Tuesday, June 24, 2008

Postcards from Gartner's IT Infrastructure, Operations & Management Summit 2008 (Day 2)

Today's presentations were almost entirely about virtualization with generous servings of analysis of cloud computing.

Thomas Bittman
Thomas Bittman opened with a keynote on Gartner's predictions on cloud computing, and the likely march the industry will take over the next 5+ years toward this eventuality.

Gartner's predictions are that there will be many varieties of cloud computing, from the AWS-style of raw hardware, up through various types of service providers of platforms, services, and even component services that will be wired-together by other types of providers.

Bittman even went so far as to suggest that service "brokers" could emerge. For example, you've established an SLA with a cloud computing service provider, and for whatever reason, that SLA isn't met (maybe AWS has another glitch). Instantaneously, your broker finds another compatible cloud and "fails-over" instantly to that provider.

Gartner's sense was that there will likely be a few "mega" providers (AWS, Salesforce, Google, MSFT, others) and then hundreds/thousands of smaller mid-market and specialty providers... not unlike the evolution of the hardware market today. And on that note, they also predicted that the hardware providers (like Dell) will probably get into the hardware-as-a-service market shortly as well. That should be interesting to watch.


Cameron Haight
Next, Cameron Haight spoke about emerging "virtualization standards."

He made the very reasonable assumption that users will want to manage multiple VM technologies using a single tool. (And, with a straw-poll, the audience conclusively agreed).

A few of the initiatives already underway include:

* DMTF (Distributed Management Task Force) is already working on draft specifications for interesting standards... not for VMs, but for properaties that would aid in management -- such as a Virtual system profile (i.e. for re-creating a set of VMs), and a resource allocation capability profile (i.e. for monitoring managing VM hardware resources like CPU, memory, network ports, storage, etc.

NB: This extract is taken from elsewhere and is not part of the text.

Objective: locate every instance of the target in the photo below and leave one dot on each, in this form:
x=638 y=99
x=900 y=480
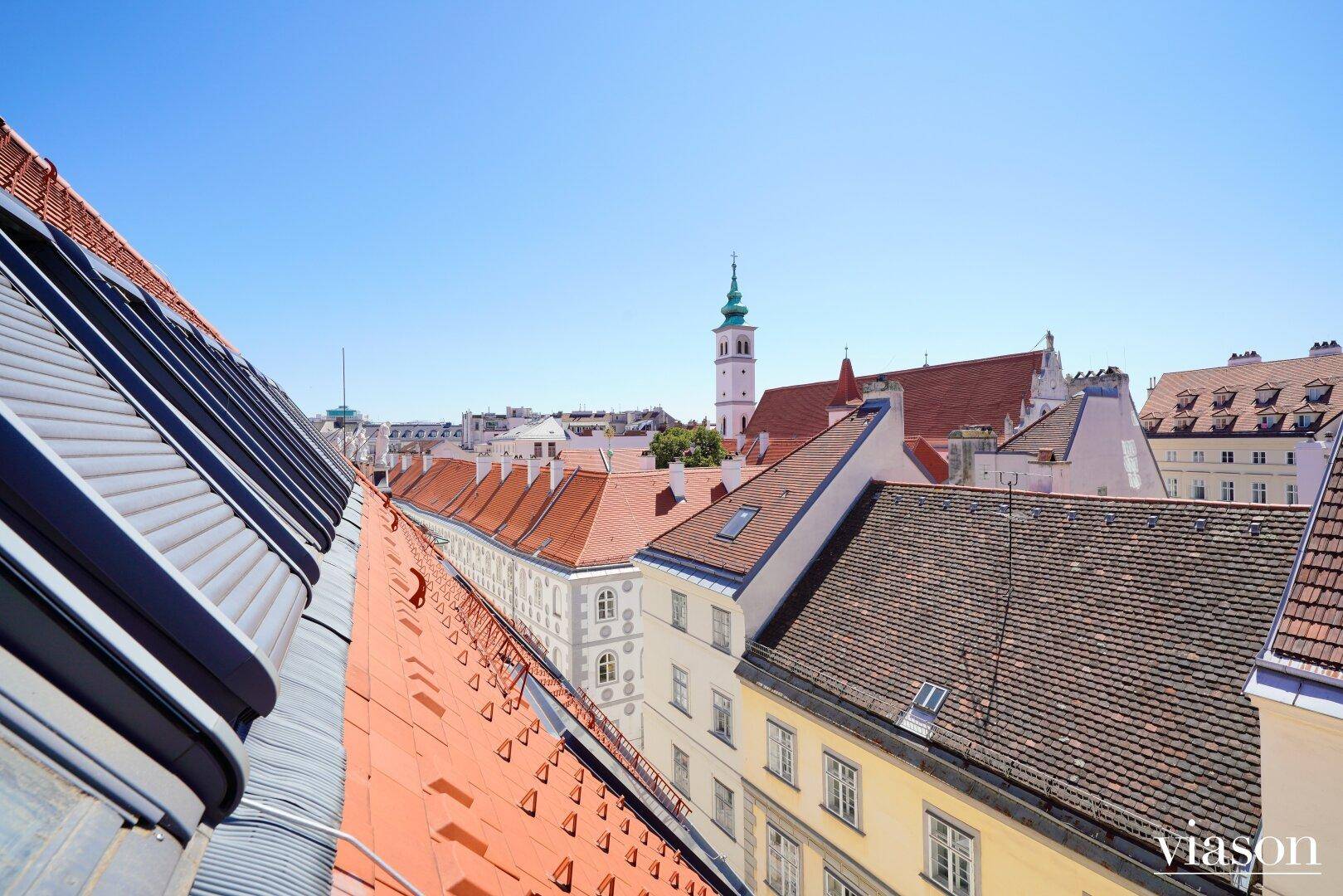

* also an Open Virtualization Format (OVF) is underway. This isn't a standard for VM files. Rather, this would tag VMs with metadata to ID them, say for packaging/distribution. For example, it would help characterize what's "inside" a VM before powering it on. My suspicion is that this could be the foundation for a "common" type of SW container, and a common approach to monitoring/managing such VMs. But I also suspect that the vendors will either (a) fight this tooth-and-nail, or (b) adopt it, but "extend" it to suit their needs...

Cameron also ran a few interesting audience polls during his session. Follows are some notes I took, but I believe he'll probably publish them in a forthcoming research note:

Q: What VMware products are you currently using?
71% VirtualCenter
36% Update manager
31% Site recovery manager
23% Lab manager

Q: What do you think is most important for VMware to focus on?
30% optimization of VM performance
18% VM sprawl
16% Maintanance/patching
12% Accounting/chargeback
11% Root-cause analysis

Yep, these pass my sanity check. It should be quite interesting to see what VMware's next moves will be.